[RFC] [Discussion] Add WHATWG compliant URL parsing API

7 months ago by ignace nyamagana butera — view source

unread

Hi Maté,

I finally got the time to review the proposed API and I did some experiments using a PHP userland polyfill for RFC3986Uri to test the water and to see if I did understood everything.

First thing first, the API is really well thought and at least for me and my League/Uri package it is really easy to
go around and use it if needed. Having said that I had some questions during implementation.

Specifically for RFC3986Uri I see that the only difference between the parse named constructor and the constructor is that the former will return null instead of throwing an exception. But it is not clear if both methods can work with partial URI. What is the expected result of

new Rfc3986Uri('?query#fragment');

will the class throw an exception because the missing base URI or will the parsing still occur and return a new instance of the URI ? Whatever the answer I think it should be clearly stated in the RFC. Because from the look of it
One may think that partial parsing which is use a lot is not longer supported and possible and that the URI should always be absolute. If partial parsing is in fact no longer supported maybe a distinct method should be added to support for that scenario. AFAIK, the WHATWGUri does not support partial URI and always required an absolute URI. So maybe adding a distinct named constructor specifically for the RFC3986 would make understanding the code easier and reduce suprises on usage ?

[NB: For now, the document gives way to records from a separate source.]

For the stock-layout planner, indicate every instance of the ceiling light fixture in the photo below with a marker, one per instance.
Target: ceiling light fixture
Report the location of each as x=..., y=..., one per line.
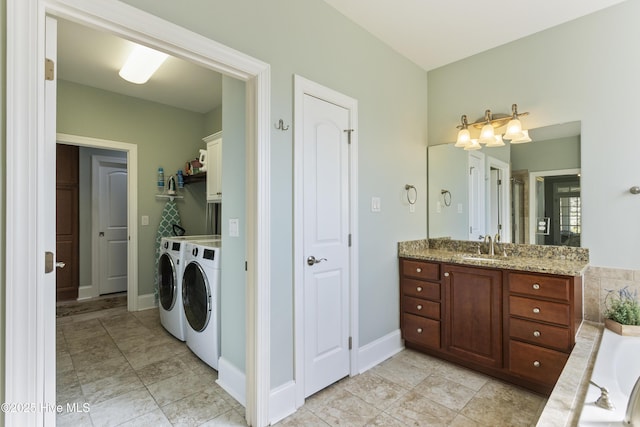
x=488, y=124
x=141, y=64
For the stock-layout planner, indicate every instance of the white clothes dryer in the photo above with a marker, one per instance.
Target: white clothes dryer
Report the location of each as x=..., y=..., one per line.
x=201, y=299
x=170, y=266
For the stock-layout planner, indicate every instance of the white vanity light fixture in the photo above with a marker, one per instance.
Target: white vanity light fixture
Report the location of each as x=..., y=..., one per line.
x=488, y=124
x=141, y=64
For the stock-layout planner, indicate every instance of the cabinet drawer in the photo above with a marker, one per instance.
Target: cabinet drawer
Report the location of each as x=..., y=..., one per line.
x=536, y=363
x=421, y=330
x=421, y=307
x=420, y=269
x=537, y=333
x=540, y=286
x=420, y=289
x=544, y=311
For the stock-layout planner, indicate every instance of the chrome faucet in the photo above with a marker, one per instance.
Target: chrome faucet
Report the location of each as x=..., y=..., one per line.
x=489, y=244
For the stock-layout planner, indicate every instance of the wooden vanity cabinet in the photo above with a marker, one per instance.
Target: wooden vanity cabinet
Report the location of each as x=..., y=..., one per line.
x=473, y=322
x=420, y=296
x=544, y=313
x=514, y=325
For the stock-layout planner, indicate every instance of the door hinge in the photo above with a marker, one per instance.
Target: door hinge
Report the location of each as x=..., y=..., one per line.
x=349, y=131
x=49, y=67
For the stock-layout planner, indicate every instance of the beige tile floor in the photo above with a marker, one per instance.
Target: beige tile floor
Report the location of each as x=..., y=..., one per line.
x=129, y=371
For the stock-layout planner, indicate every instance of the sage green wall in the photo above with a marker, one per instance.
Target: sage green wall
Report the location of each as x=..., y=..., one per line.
x=165, y=136
x=233, y=282
x=582, y=70
x=85, y=209
x=3, y=145
x=552, y=154
x=313, y=40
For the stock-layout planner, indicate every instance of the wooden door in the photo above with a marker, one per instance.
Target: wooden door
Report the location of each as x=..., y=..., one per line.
x=474, y=314
x=67, y=230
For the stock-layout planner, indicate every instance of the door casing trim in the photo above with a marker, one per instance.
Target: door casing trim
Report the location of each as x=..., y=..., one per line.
x=28, y=377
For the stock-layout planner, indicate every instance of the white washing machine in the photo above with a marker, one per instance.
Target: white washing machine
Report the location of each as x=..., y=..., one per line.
x=170, y=266
x=201, y=299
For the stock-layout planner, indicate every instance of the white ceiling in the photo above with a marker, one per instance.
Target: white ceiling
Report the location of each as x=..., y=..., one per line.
x=93, y=58
x=433, y=33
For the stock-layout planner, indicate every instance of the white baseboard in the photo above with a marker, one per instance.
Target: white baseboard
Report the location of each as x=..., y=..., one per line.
x=282, y=402
x=232, y=380
x=85, y=292
x=379, y=350
x=146, y=302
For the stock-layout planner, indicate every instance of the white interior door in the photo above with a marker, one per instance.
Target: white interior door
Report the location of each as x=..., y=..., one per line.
x=112, y=231
x=326, y=243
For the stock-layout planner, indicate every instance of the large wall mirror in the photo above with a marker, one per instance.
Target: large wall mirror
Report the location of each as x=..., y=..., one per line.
x=525, y=193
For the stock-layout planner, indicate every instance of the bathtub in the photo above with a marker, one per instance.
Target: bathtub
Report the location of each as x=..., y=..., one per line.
x=617, y=368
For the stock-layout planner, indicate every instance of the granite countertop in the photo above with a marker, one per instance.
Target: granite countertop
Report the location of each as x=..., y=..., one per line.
x=533, y=258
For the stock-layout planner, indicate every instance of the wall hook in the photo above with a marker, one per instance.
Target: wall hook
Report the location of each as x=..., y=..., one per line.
x=281, y=126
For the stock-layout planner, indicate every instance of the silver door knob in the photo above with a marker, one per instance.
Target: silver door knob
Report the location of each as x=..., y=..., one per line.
x=312, y=260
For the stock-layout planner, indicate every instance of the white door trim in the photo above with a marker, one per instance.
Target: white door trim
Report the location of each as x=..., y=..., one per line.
x=505, y=193
x=303, y=87
x=25, y=344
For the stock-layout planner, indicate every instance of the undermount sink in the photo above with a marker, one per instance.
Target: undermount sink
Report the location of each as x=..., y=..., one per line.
x=473, y=257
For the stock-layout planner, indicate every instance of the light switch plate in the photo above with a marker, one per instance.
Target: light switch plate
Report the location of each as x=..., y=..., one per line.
x=234, y=227
x=375, y=204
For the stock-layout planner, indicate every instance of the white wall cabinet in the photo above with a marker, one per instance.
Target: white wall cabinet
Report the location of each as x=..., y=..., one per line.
x=214, y=167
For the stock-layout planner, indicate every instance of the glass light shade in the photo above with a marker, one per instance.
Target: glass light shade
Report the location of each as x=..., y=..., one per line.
x=473, y=145
x=497, y=142
x=463, y=138
x=141, y=64
x=486, y=134
x=514, y=130
x=523, y=139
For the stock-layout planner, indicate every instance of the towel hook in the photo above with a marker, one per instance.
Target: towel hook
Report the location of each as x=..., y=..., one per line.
x=414, y=199
x=281, y=125
x=446, y=197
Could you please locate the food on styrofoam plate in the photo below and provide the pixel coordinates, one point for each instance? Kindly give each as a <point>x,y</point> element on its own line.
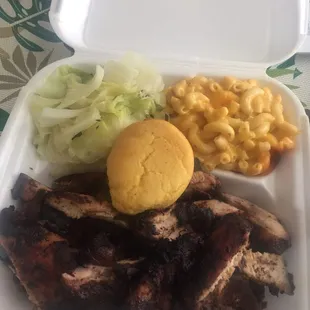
<point>231,124</point>
<point>149,167</point>
<point>70,249</point>
<point>78,115</point>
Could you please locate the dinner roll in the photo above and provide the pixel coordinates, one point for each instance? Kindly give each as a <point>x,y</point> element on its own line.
<point>149,167</point>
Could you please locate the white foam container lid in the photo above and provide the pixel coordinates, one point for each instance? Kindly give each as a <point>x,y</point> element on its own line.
<point>182,37</point>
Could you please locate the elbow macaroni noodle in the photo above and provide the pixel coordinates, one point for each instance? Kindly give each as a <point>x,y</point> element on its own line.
<point>233,124</point>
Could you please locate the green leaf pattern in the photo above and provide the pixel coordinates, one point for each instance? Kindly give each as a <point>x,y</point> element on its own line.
<point>27,44</point>
<point>29,19</point>
<point>20,69</point>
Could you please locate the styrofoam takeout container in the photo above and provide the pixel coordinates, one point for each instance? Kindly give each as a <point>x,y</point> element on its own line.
<point>185,38</point>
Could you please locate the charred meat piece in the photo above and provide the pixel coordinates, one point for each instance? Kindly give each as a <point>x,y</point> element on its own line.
<point>31,194</point>
<point>90,183</point>
<point>202,186</point>
<point>239,295</point>
<point>268,234</point>
<point>267,269</point>
<point>200,215</point>
<point>152,291</point>
<point>79,205</point>
<point>157,224</point>
<point>222,253</point>
<point>92,281</point>
<point>180,218</point>
<point>39,257</point>
<point>27,188</point>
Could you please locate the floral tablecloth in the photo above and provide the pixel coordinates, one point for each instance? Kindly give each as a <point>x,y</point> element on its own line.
<point>28,43</point>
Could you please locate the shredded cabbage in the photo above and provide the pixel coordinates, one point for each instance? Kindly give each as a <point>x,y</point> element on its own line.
<point>78,115</point>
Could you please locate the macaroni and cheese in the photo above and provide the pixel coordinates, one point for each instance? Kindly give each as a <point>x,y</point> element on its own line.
<point>231,124</point>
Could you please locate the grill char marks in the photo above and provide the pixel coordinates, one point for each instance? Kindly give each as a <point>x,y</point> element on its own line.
<point>201,187</point>
<point>267,269</point>
<point>152,291</point>
<point>39,258</point>
<point>26,188</point>
<point>79,205</point>
<point>90,183</point>
<point>223,252</point>
<point>239,295</point>
<point>193,255</point>
<point>268,235</point>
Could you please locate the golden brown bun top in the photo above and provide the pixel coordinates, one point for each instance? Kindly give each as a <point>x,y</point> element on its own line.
<point>149,167</point>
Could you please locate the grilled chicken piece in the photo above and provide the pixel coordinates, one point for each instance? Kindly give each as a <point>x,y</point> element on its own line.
<point>202,186</point>
<point>200,215</point>
<point>267,269</point>
<point>90,183</point>
<point>77,206</point>
<point>152,290</point>
<point>239,295</point>
<point>102,283</point>
<point>223,252</point>
<point>38,257</point>
<point>90,281</point>
<point>31,194</point>
<point>268,234</point>
<point>157,224</point>
<point>180,218</point>
<point>27,188</point>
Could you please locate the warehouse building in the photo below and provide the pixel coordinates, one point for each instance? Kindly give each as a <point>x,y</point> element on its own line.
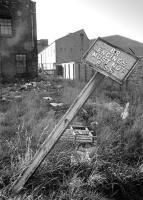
<point>63,57</point>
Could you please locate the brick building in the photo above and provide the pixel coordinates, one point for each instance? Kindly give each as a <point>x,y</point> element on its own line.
<point>64,56</point>
<point>18,39</point>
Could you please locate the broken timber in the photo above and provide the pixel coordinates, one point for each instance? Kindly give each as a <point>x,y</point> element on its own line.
<point>105,58</point>
<point>54,136</point>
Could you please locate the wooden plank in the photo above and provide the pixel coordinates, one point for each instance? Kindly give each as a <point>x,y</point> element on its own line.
<point>54,136</point>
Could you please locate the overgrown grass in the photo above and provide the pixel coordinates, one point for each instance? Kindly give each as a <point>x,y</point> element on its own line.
<point>114,170</point>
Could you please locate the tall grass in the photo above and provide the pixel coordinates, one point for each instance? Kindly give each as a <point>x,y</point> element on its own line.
<point>114,170</point>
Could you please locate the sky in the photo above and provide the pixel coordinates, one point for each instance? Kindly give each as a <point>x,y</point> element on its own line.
<point>99,18</point>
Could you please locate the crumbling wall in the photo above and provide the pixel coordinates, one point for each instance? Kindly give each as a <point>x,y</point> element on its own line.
<point>23,39</point>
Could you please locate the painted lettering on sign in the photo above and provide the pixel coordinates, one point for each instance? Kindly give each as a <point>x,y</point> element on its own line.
<point>110,60</point>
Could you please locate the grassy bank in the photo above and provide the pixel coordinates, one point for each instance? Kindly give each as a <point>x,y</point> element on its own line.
<point>114,169</point>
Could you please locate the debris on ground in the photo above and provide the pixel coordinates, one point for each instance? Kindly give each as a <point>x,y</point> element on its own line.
<point>48,98</point>
<point>56,104</point>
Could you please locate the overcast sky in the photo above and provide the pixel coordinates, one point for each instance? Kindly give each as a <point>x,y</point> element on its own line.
<point>56,18</point>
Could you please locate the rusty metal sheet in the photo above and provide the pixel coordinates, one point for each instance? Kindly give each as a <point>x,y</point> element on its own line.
<point>110,60</point>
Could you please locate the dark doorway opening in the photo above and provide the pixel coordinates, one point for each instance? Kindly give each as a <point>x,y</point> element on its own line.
<point>59,70</point>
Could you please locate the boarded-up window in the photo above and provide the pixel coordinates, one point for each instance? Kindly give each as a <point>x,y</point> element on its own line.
<point>5,27</point>
<point>21,63</point>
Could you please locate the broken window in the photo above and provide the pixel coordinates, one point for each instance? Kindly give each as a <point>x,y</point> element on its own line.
<point>21,63</point>
<point>5,21</point>
<point>5,27</point>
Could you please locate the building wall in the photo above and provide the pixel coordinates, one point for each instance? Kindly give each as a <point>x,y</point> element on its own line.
<point>71,47</point>
<point>23,40</point>
<point>47,58</point>
<point>77,71</point>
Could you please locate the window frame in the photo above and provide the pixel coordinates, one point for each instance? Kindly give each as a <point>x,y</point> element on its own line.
<point>18,61</point>
<point>6,26</point>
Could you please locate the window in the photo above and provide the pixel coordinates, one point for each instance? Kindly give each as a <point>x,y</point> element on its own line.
<point>5,27</point>
<point>21,63</point>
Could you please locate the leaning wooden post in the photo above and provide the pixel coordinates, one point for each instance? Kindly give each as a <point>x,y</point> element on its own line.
<point>54,136</point>
<point>104,58</point>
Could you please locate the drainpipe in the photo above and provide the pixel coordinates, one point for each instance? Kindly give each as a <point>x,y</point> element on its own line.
<point>0,77</point>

I also think that the RFC should emphasized that the RFC3986 URI is only parsing the URI and not validating the URI like the WHATWGUri counterpart. the following URI will pass without issue

new Rfc3986('https:example.com');

this is a valid RFC3986 URI but it is clearly not a valid http URL.

7 months ago by kocsismate90@gmail.com — view source

unread

Hi Ignace,

Thank you for your efforts!

Specifically for RFC3986Uri I see that the only difference between the
parse named constructor and the constructor is that the former will
return null instead of throwing an exception. But it is not clear if both
methods can work with partial URI. What is the expected result of

new Rfc3986Uri('?query#fragment');

As you supposed, Uri\Rfc3986Uri can parse such a relative URI no matter
which method is used, while Uri\WhatWgUri will throw an exception/return
null. That's why I'm still evaluating the possibility of calling the latter
class "URL" in order to make it clear that the scheme is required.

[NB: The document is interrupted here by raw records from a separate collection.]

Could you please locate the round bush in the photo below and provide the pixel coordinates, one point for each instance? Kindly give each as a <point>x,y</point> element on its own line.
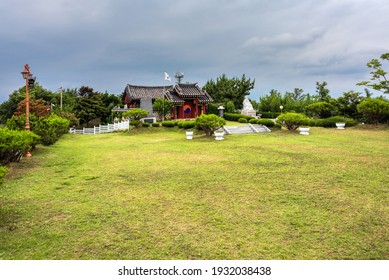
<point>136,123</point>
<point>188,124</point>
<point>292,120</point>
<point>331,122</point>
<point>267,122</point>
<point>168,123</point>
<point>180,123</point>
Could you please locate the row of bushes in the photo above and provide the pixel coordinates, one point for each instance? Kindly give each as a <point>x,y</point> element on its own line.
<point>50,129</point>
<point>294,120</point>
<point>267,122</point>
<point>235,117</point>
<point>14,144</point>
<point>331,122</point>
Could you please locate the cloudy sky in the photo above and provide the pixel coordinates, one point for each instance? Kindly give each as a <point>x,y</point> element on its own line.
<point>106,44</point>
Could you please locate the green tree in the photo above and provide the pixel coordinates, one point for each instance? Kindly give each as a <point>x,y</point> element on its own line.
<point>36,91</point>
<point>271,102</point>
<point>89,106</point>
<point>210,123</point>
<point>225,89</point>
<point>379,80</point>
<point>136,114</point>
<point>376,109</point>
<point>292,120</point>
<point>347,104</point>
<point>162,107</point>
<point>320,109</point>
<point>323,93</point>
<point>230,107</point>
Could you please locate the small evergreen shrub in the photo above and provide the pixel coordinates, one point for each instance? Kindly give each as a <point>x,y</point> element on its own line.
<point>242,120</point>
<point>210,123</point>
<point>180,123</point>
<point>267,122</point>
<point>136,123</point>
<point>331,121</point>
<point>292,120</point>
<point>269,115</point>
<point>188,124</point>
<point>3,171</point>
<point>236,117</point>
<point>168,123</point>
<point>14,144</point>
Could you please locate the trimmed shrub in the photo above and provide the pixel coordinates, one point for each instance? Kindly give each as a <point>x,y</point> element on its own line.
<point>3,171</point>
<point>292,120</point>
<point>51,129</point>
<point>188,124</point>
<point>236,117</point>
<point>230,107</point>
<point>136,123</point>
<point>168,123</point>
<point>375,109</point>
<point>14,144</point>
<point>267,122</point>
<point>331,122</point>
<point>269,115</point>
<point>135,114</point>
<point>209,123</point>
<point>180,123</point>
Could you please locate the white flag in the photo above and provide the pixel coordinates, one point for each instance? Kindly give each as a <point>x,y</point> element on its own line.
<point>167,77</point>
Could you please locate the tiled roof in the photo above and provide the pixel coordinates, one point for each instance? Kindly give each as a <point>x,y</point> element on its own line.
<point>138,92</point>
<point>175,94</point>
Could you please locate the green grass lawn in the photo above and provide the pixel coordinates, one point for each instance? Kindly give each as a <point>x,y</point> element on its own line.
<point>155,195</point>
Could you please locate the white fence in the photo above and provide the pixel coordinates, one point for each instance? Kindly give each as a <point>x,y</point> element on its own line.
<point>124,125</point>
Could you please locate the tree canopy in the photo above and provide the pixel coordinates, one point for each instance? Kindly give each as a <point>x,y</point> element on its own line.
<point>226,89</point>
<point>379,80</point>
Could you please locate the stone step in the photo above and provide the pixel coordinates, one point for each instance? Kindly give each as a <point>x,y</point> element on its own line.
<point>246,129</point>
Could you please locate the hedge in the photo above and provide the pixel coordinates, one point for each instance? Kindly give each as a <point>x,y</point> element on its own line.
<point>236,117</point>
<point>50,129</point>
<point>331,121</point>
<point>14,144</point>
<point>168,123</point>
<point>3,171</point>
<point>267,122</point>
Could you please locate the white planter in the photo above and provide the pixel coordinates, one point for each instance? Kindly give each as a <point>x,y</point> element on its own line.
<point>304,130</point>
<point>340,125</point>
<point>189,135</point>
<point>219,136</point>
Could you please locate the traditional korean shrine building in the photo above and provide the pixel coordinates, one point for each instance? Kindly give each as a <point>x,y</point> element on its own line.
<point>189,101</point>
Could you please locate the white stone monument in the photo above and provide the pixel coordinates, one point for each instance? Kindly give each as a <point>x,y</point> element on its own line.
<point>248,109</point>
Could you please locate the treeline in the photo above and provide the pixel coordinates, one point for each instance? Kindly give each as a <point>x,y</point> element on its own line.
<point>48,119</point>
<point>82,106</point>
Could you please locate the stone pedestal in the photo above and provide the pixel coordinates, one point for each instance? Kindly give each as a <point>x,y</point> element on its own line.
<point>249,112</point>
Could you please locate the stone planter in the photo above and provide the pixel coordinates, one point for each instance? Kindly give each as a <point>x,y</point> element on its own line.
<point>219,135</point>
<point>189,135</point>
<point>304,130</point>
<point>340,125</point>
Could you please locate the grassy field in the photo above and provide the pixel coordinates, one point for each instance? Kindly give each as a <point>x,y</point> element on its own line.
<point>155,195</point>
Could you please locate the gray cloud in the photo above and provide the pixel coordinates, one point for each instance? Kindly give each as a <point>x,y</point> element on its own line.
<point>108,43</point>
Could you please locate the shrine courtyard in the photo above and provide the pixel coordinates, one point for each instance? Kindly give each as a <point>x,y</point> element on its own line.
<point>152,194</point>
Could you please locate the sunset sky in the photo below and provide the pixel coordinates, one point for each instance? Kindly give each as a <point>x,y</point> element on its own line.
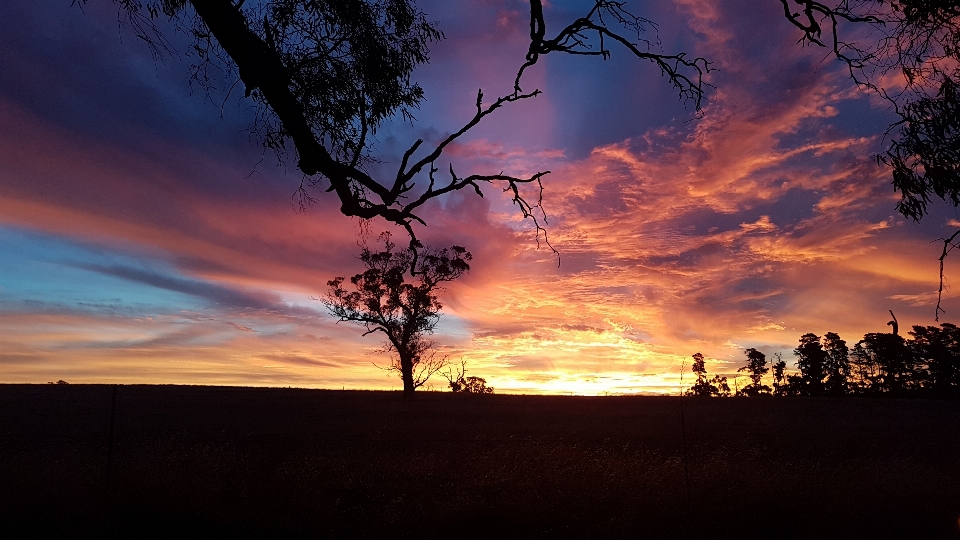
<point>146,236</point>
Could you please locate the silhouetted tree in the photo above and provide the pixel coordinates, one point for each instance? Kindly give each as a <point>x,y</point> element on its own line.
<point>779,375</point>
<point>707,387</point>
<point>756,368</point>
<point>324,75</point>
<point>460,384</point>
<point>811,361</point>
<point>384,301</point>
<point>917,39</point>
<point>837,364</point>
<point>889,365</point>
<point>938,351</point>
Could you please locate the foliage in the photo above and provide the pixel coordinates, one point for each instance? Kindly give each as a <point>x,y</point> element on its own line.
<point>383,300</point>
<point>811,361</point>
<point>893,369</point>
<point>918,48</point>
<point>880,364</point>
<point>707,387</point>
<point>459,384</point>
<point>836,365</point>
<point>779,375</point>
<point>756,368</point>
<point>326,73</point>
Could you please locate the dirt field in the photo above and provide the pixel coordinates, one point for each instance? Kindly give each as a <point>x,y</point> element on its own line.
<point>248,462</point>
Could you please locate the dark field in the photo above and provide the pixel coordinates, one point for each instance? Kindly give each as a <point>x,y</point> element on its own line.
<point>247,462</point>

The naming question initially came up during an internal PHP Foundation
discussion where Tim proposed that the auxiliary WHATWG related classes
(WhatWgError, WhatWgErrorType) should be put into a separate Uri\WhatWg sub
namespace. However, it was not clear for me whether it's a good idea to
also put the main URI representations into their respective sub
namespaces (so that we would have Uri\Rfc3986\Uri and Uri\WhatWg\Uri),
because this way one should use an alias if they want to use both classes
in the same file, and I neither like the idea of using Uri\Rfc3986\Rfc3986Uri
and Uri\WhatWg\WhatWgUri, because it's completely inconsistent with the
latest practices. That's why I'm now leaning towards using Uri\Rfc3986\Uri
and Uri\WhatWg\Url: this way, there's a very clear distinction about the
expected URI format, while the classes can be put into a
separate namespaces without class name clash. Additionally, class names
would become shorter, easier to write and comprehend.

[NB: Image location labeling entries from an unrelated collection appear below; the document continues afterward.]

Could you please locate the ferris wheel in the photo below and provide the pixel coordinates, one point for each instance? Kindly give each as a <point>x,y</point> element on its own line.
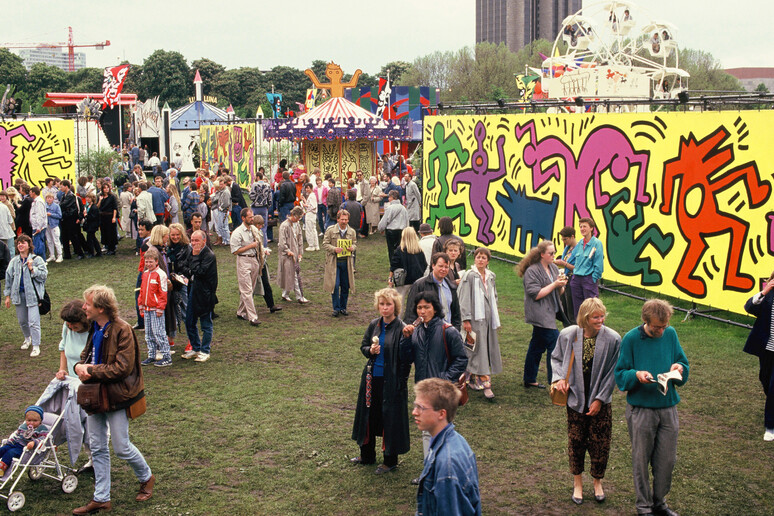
<point>614,50</point>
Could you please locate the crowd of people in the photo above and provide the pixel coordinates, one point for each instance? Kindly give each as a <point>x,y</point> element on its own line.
<point>434,313</point>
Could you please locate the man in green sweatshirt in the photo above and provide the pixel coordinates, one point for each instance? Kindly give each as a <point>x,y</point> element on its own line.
<point>647,351</point>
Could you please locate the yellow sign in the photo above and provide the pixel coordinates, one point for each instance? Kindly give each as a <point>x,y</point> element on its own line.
<point>36,150</point>
<point>682,201</point>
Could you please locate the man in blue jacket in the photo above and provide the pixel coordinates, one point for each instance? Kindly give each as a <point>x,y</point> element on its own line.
<point>449,480</point>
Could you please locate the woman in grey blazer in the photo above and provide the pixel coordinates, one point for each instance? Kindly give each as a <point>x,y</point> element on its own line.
<point>543,287</point>
<point>595,348</point>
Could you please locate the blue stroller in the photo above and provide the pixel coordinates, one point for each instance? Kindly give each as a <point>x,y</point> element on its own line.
<point>57,401</point>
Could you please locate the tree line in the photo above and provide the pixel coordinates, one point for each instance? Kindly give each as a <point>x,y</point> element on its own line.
<point>483,72</point>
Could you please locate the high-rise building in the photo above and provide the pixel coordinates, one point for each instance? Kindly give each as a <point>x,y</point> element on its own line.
<point>50,56</point>
<point>517,23</point>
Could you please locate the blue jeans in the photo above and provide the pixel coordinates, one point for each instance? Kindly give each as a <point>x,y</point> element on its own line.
<point>543,341</point>
<point>39,244</point>
<point>322,214</point>
<point>97,425</point>
<point>263,212</point>
<point>203,345</point>
<point>341,289</point>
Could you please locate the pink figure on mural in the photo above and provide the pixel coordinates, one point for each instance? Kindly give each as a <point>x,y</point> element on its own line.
<point>479,177</point>
<point>695,163</point>
<point>605,148</point>
<point>7,151</point>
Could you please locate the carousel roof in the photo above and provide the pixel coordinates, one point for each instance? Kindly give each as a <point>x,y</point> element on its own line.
<point>338,118</point>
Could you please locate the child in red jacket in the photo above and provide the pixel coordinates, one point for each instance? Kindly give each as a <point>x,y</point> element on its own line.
<point>152,302</point>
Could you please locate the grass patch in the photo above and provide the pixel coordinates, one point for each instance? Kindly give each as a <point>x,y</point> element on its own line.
<point>264,426</point>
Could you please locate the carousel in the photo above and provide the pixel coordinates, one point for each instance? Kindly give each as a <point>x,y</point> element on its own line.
<point>338,137</point>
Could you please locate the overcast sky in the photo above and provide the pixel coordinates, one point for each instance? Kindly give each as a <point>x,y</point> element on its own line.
<point>355,34</point>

I also think that the RFC should emphasized that the RFC3986 URI is only
parsing the URI and not validating the URI like the WHATWGUri
counterpart. the following URI will pass without issue

new Rfc3986('https:example.com');

this is a valid RFC3986 URI but it is clearly not a valid http URL.

Hm, thanks again for finding this gotcha. Yes, this is also a difference
between the two specifications: while RFC3986 will resolve example.com as a
path (since "//" after the scheme would indicate that example.com is part
of the authority component), WHATWG will automatically resolve the input
URI as "https://example.com/";, making it a valid HTTP URL in fact.
Fortunately, the behavior of both classes are in line with their respective
specifications. In case of RFC 3986, the spec says:

A parser of the generic URI syntax can parse any URI reference into
its major components. Once the scheme is determined, further
scheme-specific parsing can be performed on the components. In other
words, the URI generic syntax is a superset of the syntax of all URI
schemes.

So the underlying parser doesn't do the scheme specific processing -- which
is understandable. IMO that's why it's useful to allow the extension of URI
classes so that the child implementations can do further processing at
will. Alternatively, I could imagine adding support for scheme-specific
processors: i.e. an array of a Uri\SchemeProcessor interface instances
could be passed to URIs and the methods of the relevant class based on the
URI's scheme would be executed when necessary (during parsing,
normalization, etc). This is a possible rabbit hole again, so I don't want
to include this in the current proposal, but I think it's an
interesting possibility.

Another topic I wanted to bring up is encoding and decoding of URI
components. This problem was found by Arnaud during an offline discussion.
Let me quote my interpretation of his words that I added to the RFC a few
days ago (
https://wiki.php.net/rfc/url_parsing_api#how_special_characters_are_handled
):

Encoding and decoding special characters is a crucial aspect of URI parsing.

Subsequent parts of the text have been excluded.